And that's his protector. That's his protector self-state. And this psychopath is a primary psychopath. It's goal-oriented, it's violent, it's aggressive, he is defiant and not to be messed with. And this protector isolates, like a firewall, the covert borderline from reality and fends off other people who might try to intrude, interfere, invade, and change something, transform somehow, or take advantage of the borderline.

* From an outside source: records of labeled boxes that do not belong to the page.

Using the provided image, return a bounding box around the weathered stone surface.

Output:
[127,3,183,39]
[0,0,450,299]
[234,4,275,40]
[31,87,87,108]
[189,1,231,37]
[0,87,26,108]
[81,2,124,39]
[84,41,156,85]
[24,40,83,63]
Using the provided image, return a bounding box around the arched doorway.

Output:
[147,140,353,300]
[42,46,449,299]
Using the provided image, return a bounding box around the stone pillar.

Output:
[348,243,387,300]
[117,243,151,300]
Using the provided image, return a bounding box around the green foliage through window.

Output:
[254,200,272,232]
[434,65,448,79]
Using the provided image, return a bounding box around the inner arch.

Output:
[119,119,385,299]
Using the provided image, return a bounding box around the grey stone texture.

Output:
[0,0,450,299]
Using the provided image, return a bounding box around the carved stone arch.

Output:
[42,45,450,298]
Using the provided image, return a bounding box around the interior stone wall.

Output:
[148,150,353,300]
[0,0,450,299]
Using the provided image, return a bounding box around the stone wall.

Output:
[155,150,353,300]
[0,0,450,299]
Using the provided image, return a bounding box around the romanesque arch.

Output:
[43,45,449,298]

Interpersonal relationships of both types are also very different. The classic borderline has an inability to genuinely depend on others or to trust them. In other words, she's hypervigilant.

She constantly expects the worse. She constantly assumes that she's going to be abandoned, humiliated, rejected, exploited, taken advantage of, raped, messed with, etc. So she has a bit of a paranoid ideation. She has persecutory delusions and in extreme cases, she has a persecutory object. She transforms, for example, her intimate partner to be demonic. She perceives him as demonic, not an enemy only, but a demonic enemy, an entity malevolent, how to get her, how to destroy her. So this is the classic borderline.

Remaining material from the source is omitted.